A new report, which Carmen Lawrence helped launch today, draws attention to the abuses of women perpetrated as a result of Australia’s current policies. Max Chalmers reports.
A former Labor Premier who went on to serve as a minister in the Keating government says “real and serious” harm is being done to the men and women held on Nauru and Manus Island, as a result of the bipartisan policy of offshore detention.
Carmen Lawrence, the country’s first female Premier, has criticised both of the major parties for failing to take a lead on the issue, saying the community must push back to put pressure on both sides to find “smart” alternative policies.
“There is a way for us to think this through, to work with local communities in the region, to work with governments, to develop a policy that is good for the long-term and does not use people as human shields,” Lawrence told New Matilda.
“The moral argument is: we punish these people, we use them as deterrence for those who might come. That’s the sort of ethical dilemma that people study in philosophy in their first year of university. They come out on the side of seeing that as a totally inappropriate moral equivalence.”
Lawrence made the comments at a forum held today in the NSW Parliament House, launching a report detailing the abuse of women transferred to Nauru.
Co-authored by Lawrence and a number of prominent women who have worked in politics, journalism and the law – including refugee advocate Pamela Curr and New Matilda’s contributing editor Wendy Bacon – the report compiles a series of stories from Nauru, and examines the history of colonial domination that led to its recent political and economic woes, with a particular focus on the impact on women.

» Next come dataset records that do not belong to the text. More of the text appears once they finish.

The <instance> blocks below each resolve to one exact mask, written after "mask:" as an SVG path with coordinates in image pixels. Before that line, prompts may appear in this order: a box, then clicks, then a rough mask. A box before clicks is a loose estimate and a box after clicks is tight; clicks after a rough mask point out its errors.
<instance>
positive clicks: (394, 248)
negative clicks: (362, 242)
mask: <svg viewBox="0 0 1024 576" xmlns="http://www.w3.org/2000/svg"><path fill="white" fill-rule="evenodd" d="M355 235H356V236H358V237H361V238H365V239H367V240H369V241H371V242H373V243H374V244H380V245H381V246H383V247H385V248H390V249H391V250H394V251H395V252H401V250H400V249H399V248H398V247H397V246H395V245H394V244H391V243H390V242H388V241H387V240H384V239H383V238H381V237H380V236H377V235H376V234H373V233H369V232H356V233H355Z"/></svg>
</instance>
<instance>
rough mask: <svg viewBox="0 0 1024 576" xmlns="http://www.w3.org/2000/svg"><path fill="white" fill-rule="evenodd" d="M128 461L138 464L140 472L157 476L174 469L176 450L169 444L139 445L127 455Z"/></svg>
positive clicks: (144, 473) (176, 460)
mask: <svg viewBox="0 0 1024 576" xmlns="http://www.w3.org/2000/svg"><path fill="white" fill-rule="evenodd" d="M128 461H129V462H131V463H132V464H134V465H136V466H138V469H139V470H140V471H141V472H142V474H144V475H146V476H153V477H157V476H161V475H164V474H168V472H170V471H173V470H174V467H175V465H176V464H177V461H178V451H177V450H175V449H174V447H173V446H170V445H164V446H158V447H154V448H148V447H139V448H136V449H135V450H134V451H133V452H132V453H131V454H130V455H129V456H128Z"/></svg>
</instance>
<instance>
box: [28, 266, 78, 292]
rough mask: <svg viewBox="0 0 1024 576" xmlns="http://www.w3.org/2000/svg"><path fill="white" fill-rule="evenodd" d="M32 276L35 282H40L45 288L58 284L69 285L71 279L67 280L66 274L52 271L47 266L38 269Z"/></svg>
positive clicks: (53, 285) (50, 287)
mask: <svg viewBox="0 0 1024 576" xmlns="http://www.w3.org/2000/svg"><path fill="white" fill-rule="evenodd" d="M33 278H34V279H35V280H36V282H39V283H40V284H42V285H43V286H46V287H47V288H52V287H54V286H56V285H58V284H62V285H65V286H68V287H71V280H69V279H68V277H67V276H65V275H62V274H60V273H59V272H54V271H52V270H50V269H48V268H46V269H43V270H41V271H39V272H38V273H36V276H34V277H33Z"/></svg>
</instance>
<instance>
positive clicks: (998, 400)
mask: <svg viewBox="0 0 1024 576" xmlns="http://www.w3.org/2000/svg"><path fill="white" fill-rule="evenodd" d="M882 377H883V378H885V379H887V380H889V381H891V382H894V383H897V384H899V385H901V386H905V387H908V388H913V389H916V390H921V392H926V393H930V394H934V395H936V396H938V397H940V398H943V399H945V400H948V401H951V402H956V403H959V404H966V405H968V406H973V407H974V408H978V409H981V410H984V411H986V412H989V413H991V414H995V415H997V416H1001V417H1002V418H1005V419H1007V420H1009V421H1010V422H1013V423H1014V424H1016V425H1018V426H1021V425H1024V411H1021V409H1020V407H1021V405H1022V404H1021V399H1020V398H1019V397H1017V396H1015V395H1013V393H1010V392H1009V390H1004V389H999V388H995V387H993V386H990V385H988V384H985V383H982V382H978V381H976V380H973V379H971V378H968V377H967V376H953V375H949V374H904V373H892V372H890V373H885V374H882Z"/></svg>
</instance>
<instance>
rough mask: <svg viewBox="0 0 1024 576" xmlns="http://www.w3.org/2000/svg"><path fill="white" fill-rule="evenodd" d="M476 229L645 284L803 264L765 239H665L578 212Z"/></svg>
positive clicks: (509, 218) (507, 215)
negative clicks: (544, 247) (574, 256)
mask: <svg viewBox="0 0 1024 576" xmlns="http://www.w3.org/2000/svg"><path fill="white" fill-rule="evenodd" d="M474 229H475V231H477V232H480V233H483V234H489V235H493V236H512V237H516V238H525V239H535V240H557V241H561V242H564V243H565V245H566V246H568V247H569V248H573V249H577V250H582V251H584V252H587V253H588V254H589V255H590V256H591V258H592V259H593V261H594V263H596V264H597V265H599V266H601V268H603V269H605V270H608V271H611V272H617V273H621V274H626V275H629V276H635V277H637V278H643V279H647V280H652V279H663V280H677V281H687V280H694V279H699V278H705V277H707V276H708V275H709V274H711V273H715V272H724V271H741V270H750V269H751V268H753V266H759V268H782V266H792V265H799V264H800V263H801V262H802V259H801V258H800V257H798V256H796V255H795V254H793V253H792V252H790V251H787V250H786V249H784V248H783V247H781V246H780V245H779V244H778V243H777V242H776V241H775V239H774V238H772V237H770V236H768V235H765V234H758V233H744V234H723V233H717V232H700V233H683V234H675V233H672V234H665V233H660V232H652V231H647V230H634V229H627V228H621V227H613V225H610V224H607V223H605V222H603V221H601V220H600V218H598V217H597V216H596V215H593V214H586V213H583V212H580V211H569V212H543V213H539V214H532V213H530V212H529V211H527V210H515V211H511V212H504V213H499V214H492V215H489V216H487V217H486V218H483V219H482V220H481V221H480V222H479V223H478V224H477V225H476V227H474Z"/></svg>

Included among the case studies is the story of a woman known as ‘S99’, who was raped on Nauru while suffering an epileptic seizure and became pregnant as a result. The young African woman, found to be a refugee owed protection, was denied a request to be transferred to Australia for a termination.
In conjunction with a number of other examples, the report describes the incident as part of what it calls “the mounting evidence of a pattern of systemic assault and rape of refugee women on Nauru”.
Both Lawrence and Bacon had originally planned to travel to Nauru in order to complete the report, but were prevented by Nauruan authorities. The pair rapidly raised over $20,000 in a crowd funding exercise to help them overcome the notorious $8,000 fee the country demands from journalists applying for visas. Despite offering to oblige, both women had their applications ignored. Bacon’s emails were never returned, and a lengthy bureaucratic endeavour on Lawrence’s part eventually ended with silence on the Nauruan side.
With journalists and even former ministers kept out, and refugees and asylum seekers held in, Lawrence said Australia should take in those people currently held on the island, as well as on Manus.
“Why should New Zealand take them? Why should Canada take them? They’re already trying to do their bit in the international community,” she said. “We should be doing our bit.”
Lawrence said she would vote for Labor in her own electorate of Fremantle, but that in some other electorates a vote for either the Labor or Liberal candidate would ultimately help affirm “destructive” refugee policies. A former member for Fremantle herself, Lawrence passed the seat on to Melissa Parke, who became one of the party’s most outspoken opponents of offshore detention. Current Fremantle candidate Josh Wilson was involved in a local council decision to cut ties with Wilson Security because of its role in offshore detention, but has since stated he supports Labor’s current policies.
Lawrence implored voters to think seriously about the issue before they vote on July 2.